Saturday, April 17, 2010

Busy front page is mostly filler

Guestroom, Hackensack NJImage by jessamyn via Flickr












 The Saturday edition of The Record of Woodland Park is especially weak today, with only one breaking news story on Page 1 -- the paralysis of air travel. Those promos to inside stories fill the bottom of the front page; they come and go with no rhyme or reason.

"It's Google for cops" could have read: "It's filler for news editors." This is not front-page news, but just another one of those stories written by the police reporter, Marlene Naanes, designed to please the sheriff, cops and police chiefs, in the apparent hope they will be more forthcoming about crime, accidents and other mayhem.

No Hackensack news appears in the paper today, not even the school budget. (Photo: Hackensack hotel room.)


It's bad enough that head Assignment Editor Deirdre Sykes apparently has ordered Hackensack reporter Monsy Alvarado to ignore any news except the legal problems of Police Chief Ken Zisa. But is Alvarado -- at the behest of Sykes or any other editor -- deliberately distorting the news?

In a story inside Local on April 12, Alvarado reported the "official" opening of a police substation on Hudson Street with no mention of Zisa.
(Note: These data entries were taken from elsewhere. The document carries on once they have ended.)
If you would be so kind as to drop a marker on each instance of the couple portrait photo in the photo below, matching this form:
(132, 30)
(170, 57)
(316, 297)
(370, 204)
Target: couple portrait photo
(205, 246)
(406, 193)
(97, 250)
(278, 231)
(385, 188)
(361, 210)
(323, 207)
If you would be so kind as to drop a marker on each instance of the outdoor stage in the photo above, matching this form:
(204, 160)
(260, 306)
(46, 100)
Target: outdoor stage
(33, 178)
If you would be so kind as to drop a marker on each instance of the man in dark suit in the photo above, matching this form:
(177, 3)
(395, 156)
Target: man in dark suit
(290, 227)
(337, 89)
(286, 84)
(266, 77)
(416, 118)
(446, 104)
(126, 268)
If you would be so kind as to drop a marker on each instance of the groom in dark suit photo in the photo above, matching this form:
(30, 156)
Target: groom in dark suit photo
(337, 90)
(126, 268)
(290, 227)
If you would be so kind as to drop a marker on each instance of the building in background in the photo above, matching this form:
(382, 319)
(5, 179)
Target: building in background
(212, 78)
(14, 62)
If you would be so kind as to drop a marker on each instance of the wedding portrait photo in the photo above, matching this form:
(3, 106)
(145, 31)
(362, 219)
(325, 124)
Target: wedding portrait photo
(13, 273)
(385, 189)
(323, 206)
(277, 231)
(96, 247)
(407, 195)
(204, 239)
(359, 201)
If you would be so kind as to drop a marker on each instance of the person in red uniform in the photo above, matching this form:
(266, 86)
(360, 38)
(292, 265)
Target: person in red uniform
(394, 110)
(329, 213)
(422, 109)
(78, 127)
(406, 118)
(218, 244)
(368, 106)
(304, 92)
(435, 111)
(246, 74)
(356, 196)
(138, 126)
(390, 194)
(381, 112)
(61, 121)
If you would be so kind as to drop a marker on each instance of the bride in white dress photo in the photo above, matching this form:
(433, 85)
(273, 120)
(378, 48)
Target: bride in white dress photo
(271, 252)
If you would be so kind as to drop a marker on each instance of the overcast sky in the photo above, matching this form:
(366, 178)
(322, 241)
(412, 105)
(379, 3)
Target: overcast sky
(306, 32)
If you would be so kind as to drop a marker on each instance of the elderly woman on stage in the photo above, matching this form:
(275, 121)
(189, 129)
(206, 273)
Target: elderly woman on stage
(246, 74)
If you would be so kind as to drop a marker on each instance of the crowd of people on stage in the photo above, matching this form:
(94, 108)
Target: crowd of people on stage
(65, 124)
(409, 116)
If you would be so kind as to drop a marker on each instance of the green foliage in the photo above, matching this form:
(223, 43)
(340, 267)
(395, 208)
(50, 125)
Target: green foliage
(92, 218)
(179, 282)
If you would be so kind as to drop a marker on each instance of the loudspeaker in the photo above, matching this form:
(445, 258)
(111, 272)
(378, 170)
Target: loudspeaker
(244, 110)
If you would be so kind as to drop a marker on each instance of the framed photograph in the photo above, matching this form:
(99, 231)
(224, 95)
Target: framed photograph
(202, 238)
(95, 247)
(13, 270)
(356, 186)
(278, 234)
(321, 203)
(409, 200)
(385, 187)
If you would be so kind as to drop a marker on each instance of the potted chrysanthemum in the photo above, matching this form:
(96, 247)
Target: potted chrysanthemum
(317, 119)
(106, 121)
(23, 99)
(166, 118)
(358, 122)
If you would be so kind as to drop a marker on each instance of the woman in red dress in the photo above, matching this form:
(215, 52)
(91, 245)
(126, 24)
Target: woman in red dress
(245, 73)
Did she do the story by phone? Did Zisa refuse to speak with her?

A couple of days later, the Hackensack Chronicle, one of North Jersey Media Group's weeklies, quoted Zisa in a story about the outpost. Then, in the edition dated April 15, The County Seat had a Page 1 photo showing Zisa at the ribbon-cutting and it also quoted him in the story. 

The latter weekly is published by Gail Zisa and edited by Lauren Zisa. The back page of this weekly carries a full-page ad for the firm of Joseph C. Zisa Jr., the city attorney. (Hey, some people refer to the former home of The Record as Zisaville.)

So, has Sykes ordered Alvarado to investigate Zisa, who is being sued in state and federal courts by police officers? Let's hope this probe doesn't suck up the nearly three years and hundreds of thousands of dollars in staff salaries that went into the Sykes-inspired vendetta against former Hackensack Chief of Detectives Michael Mordaga.

Can anyone say for certain whether the money squandered on the Mordaga probe -- and the $3.65 million mortgage NJMG gave Publisher Stephen A. Borg -- could have prevented the elimination of jobs held by dozens of experienced advertising and editorial workers, and the unilateral salary cuts for those who stayed?